The study by researchers at the University of Connecticut, Virginia Commonwealth University, and Purdue University, demonstrates for the first time that a forest’s structural complexity is a better predictor of carbon sequestration potential than tree species diversity.
“Now there is a recognition of the importance of how the leaf area is arrayed in three dimensions,” says study author Robert T. Fahey, assistant professor of forest ecology and management at UConn. “The variability of the arrangement of that leaf area within the canopy can be important in terms of forest productivity as well as resilience to different types of disturbances and stressors.”
Understanding how forest structure drives carbon sequestration is important for ecologists, climate modelers, and forest managers, who are working on ways to mitigate climate change, says Fahey.
Carbon sequestration is the process by which atmospheric carbon dioxide is taken up by trees, grasses and other plants through photosynthesis and stored as carbon in soil and plant biomass, such as tree trunks, branches, foliage and roots. Carbon sequestration in forests and wood helps offset sources of carbon dioxide to the atmosphere, such as deforestation, forest fires and fossil-fuel emissions, according to the Forest Service of the U.S. Department of Agriculture.
Why are structurally complex forests better at carbon sequestration? Chris Gough of Virginia Commonwealth University suggests that multiple layers of leaves may optimize how efficiently light is used to power carbon sequestration in wood.
“Carbon dioxide, a potent greenhouse gas, is taken up by trees through the process of photosynthesis and some of that ‘fixed’ carbon is allocated to wood,” says Gough. “Our study shows that more complex forests are better at taking up and sequestering carbon in wood and, in doing so, they leave less carbon dioxide in the air.”
“In other words, forests that are structurally variable and contain multiple layers of leaves outperform structurally simple forests with a single concentrated band of vegetation,” he says.
To conduct the study, the researchers used a combination of their own data, as well as data from the National Ecological Observatory Network, or NEON, which is funded by the National Science Foundation. NEON is generating long-term, publicly available data for different ecosystems in the U.S., with the aim of understanding decades long ecological processes.
“Many of the ecological indicators of forest growth and carbon sequestration fail to explicitly account for complexity,” Gough said. “These results, we hope, push the science forward by showing that how a forest is put together matters for carbon sequestration. And this relationship extends broadly to a number of different forests, from evergreen to deciduous and mid-Atlantic to Midwest.”
The new study suggests that using lidar to map forest structure could predict the potential of forests to sequester carbon in biomass better than conventional approaches characterizing biodiversity and leaf quantity.
“This could be a major advance because we can likely use aircraft and, just in the last year, satellite data to collect the data needed to predict carbon sequestration from structural complexity,” Gough says. “If we can estimate structural complexity from satellites in the future, then it may be possible to greatly improve our capacity to estimate and predict global forest carbon sequestration.”

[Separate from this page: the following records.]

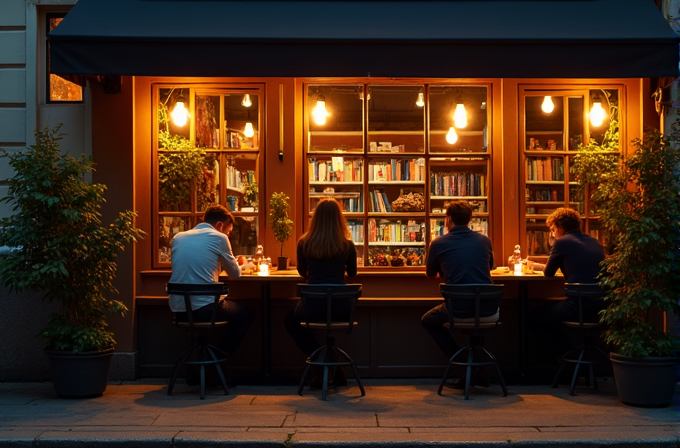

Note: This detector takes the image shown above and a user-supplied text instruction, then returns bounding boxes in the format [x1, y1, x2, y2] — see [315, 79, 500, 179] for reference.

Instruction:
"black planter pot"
[609, 353, 680, 408]
[45, 348, 113, 398]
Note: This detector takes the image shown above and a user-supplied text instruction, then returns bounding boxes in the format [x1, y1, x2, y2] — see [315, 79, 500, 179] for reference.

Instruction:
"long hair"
[300, 199, 351, 259]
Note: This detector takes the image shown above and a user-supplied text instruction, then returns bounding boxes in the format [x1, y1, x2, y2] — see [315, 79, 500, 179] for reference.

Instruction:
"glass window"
[154, 86, 262, 265]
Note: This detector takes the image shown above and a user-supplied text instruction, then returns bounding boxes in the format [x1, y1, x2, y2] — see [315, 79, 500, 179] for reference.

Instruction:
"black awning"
[50, 0, 678, 78]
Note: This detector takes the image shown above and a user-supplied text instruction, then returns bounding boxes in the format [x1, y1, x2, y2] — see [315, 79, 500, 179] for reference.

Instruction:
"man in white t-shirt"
[168, 205, 255, 354]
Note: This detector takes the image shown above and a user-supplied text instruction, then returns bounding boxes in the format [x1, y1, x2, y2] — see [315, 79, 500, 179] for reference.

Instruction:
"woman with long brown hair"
[284, 199, 357, 387]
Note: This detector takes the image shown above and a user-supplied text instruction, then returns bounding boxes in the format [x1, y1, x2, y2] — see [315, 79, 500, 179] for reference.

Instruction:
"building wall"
[0, 0, 92, 381]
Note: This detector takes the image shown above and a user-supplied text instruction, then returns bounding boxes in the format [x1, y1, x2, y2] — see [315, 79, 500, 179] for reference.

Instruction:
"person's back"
[168, 205, 255, 364]
[426, 225, 493, 285]
[544, 230, 604, 283]
[420, 201, 499, 358]
[527, 207, 605, 359]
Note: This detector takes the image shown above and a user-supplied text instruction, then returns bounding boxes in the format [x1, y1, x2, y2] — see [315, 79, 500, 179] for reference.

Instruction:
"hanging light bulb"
[170, 92, 189, 127]
[312, 95, 330, 124]
[416, 92, 425, 107]
[541, 95, 555, 114]
[453, 100, 467, 129]
[243, 122, 255, 138]
[590, 96, 607, 127]
[446, 126, 458, 145]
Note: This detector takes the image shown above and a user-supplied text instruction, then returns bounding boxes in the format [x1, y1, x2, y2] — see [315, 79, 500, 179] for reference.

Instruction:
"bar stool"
[166, 283, 229, 400]
[550, 283, 609, 395]
[437, 283, 508, 400]
[298, 283, 366, 400]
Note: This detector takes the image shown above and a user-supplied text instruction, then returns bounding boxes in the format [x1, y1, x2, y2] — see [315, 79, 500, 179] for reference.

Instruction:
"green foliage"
[594, 130, 680, 357]
[0, 127, 144, 351]
[243, 182, 260, 206]
[269, 192, 293, 257]
[158, 131, 205, 211]
[571, 91, 619, 191]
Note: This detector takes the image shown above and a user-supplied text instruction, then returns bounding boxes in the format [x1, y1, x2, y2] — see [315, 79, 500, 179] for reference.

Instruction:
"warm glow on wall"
[590, 97, 607, 127]
[243, 122, 255, 138]
[446, 126, 458, 145]
[312, 95, 330, 124]
[416, 92, 425, 107]
[541, 95, 555, 114]
[453, 101, 467, 129]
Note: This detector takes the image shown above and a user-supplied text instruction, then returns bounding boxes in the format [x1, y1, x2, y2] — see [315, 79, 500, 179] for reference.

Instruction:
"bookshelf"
[304, 82, 491, 269]
[519, 86, 619, 257]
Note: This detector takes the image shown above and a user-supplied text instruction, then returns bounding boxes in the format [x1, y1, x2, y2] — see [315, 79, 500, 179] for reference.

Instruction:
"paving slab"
[0, 379, 680, 448]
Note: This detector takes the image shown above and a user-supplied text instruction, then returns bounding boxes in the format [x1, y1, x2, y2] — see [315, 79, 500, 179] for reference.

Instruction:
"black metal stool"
[298, 283, 366, 400]
[166, 283, 229, 400]
[437, 283, 508, 400]
[551, 283, 609, 395]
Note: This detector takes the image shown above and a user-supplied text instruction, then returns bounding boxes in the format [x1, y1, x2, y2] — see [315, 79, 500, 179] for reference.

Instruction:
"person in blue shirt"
[421, 201, 498, 388]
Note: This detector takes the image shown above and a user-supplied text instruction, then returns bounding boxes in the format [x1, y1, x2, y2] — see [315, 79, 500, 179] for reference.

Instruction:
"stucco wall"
[0, 286, 58, 381]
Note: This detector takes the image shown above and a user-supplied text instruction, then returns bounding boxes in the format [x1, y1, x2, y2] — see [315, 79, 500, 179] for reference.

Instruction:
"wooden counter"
[135, 270, 564, 380]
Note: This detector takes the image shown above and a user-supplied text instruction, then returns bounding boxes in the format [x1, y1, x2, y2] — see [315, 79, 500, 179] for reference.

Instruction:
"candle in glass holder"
[514, 262, 522, 275]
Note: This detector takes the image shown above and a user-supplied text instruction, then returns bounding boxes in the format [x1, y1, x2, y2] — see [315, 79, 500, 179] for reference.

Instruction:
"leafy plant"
[571, 90, 620, 192]
[0, 126, 144, 352]
[269, 192, 293, 257]
[158, 131, 205, 210]
[594, 130, 680, 357]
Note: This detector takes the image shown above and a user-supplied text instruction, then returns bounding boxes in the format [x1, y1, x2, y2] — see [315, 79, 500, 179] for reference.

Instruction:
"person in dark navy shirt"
[527, 208, 605, 359]
[284, 199, 357, 388]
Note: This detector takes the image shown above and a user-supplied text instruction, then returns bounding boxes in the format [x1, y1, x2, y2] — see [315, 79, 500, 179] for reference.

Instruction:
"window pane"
[305, 85, 364, 152]
[224, 93, 260, 150]
[368, 86, 425, 153]
[46, 14, 83, 102]
[158, 216, 192, 263]
[429, 86, 488, 153]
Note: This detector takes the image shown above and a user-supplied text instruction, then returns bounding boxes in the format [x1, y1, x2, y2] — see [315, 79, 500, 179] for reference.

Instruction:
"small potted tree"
[0, 127, 143, 397]
[593, 130, 680, 407]
[269, 192, 293, 271]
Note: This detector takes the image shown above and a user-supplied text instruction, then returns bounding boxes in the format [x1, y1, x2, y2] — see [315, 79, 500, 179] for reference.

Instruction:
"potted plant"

The study’s results show what ecologists can do when they embrace new technologies and apply them to fundamental questions such as: What affects forest growth and carbon sequestration?
While the researchers found that structural complexity outperformed species diversity measures as predictors of carbon sequestration, they noted that diversity is also important as one of many components that determine how structurally complex a forest is.

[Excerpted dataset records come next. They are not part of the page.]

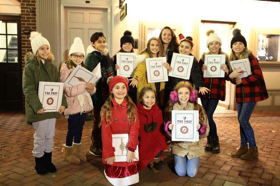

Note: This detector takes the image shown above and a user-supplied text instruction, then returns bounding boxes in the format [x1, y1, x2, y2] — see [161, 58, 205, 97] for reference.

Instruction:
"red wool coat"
[101, 98, 139, 167]
[137, 103, 167, 171]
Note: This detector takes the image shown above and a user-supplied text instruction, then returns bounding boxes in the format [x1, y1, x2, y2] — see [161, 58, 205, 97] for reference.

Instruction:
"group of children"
[23, 27, 268, 185]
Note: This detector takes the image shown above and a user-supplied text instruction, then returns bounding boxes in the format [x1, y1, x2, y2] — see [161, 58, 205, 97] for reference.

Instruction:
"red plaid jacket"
[231, 53, 268, 103]
[199, 53, 229, 101]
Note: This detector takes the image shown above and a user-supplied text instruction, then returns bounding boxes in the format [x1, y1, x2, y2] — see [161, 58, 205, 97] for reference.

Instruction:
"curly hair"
[164, 81, 207, 122]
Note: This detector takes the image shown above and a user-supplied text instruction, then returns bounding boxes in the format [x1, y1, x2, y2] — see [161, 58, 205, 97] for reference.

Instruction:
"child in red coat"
[100, 76, 139, 185]
[137, 87, 167, 172]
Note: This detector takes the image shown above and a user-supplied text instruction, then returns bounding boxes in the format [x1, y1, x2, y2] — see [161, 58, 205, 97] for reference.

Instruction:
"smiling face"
[232, 41, 246, 56]
[208, 41, 221, 54]
[112, 82, 127, 101]
[142, 91, 156, 110]
[178, 87, 190, 106]
[179, 41, 192, 55]
[38, 45, 51, 60]
[91, 36, 106, 52]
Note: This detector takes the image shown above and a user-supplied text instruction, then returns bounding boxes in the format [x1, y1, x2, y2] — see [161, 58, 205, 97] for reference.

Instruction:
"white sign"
[169, 53, 194, 80]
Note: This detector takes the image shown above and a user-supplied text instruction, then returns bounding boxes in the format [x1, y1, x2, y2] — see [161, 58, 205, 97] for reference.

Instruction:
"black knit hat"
[121, 30, 134, 48]
[230, 28, 247, 48]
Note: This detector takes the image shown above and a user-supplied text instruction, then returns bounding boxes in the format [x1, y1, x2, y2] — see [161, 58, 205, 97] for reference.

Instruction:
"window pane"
[7, 23, 17, 34]
[0, 36, 6, 48]
[8, 36, 17, 48]
[8, 50, 18, 63]
[0, 49, 7, 63]
[0, 20, 6, 34]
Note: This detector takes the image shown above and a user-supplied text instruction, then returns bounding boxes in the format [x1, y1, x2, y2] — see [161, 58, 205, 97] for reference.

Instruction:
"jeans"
[237, 102, 257, 148]
[174, 154, 200, 177]
[201, 98, 219, 138]
[66, 113, 87, 147]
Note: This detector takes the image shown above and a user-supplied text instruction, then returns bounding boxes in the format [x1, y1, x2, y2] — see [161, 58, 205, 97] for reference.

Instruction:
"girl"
[100, 76, 139, 186]
[22, 32, 67, 174]
[137, 87, 167, 172]
[113, 30, 143, 104]
[199, 30, 229, 154]
[164, 81, 209, 177]
[130, 37, 169, 106]
[164, 34, 209, 103]
[229, 29, 268, 160]
[60, 37, 96, 164]
[85, 32, 115, 156]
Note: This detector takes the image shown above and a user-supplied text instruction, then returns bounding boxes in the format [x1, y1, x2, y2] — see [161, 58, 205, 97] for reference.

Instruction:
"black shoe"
[43, 152, 56, 172]
[212, 137, 220, 154]
[35, 156, 48, 174]
[205, 135, 213, 151]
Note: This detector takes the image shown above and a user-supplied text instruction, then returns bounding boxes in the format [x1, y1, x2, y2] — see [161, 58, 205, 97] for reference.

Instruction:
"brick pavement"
[0, 111, 280, 186]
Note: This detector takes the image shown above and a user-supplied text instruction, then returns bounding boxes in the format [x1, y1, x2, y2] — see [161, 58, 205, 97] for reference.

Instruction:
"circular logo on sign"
[177, 66, 184, 72]
[123, 65, 130, 71]
[210, 66, 217, 72]
[47, 98, 53, 105]
[154, 70, 160, 76]
[180, 126, 189, 134]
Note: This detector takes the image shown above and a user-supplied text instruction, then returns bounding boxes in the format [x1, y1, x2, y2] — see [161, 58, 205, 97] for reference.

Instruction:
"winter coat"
[85, 46, 115, 107]
[231, 51, 268, 103]
[22, 53, 67, 124]
[199, 53, 229, 101]
[133, 53, 165, 105]
[101, 98, 139, 167]
[60, 63, 96, 115]
[166, 102, 210, 159]
[137, 103, 167, 171]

Fahey says future directions include another NSF funded project, characterizing forests based on canopy structure to improve modeling to answer various questions such as how those systems would withstand disturbances and how the ability to sequester carbon may be impacted by more frequent or more intense disturbances such as wind or ice storms.
This work was supported by the National Science Foundation’s Division of Emerging Frontiers, Awards 1550657, 1550650, and 1550639.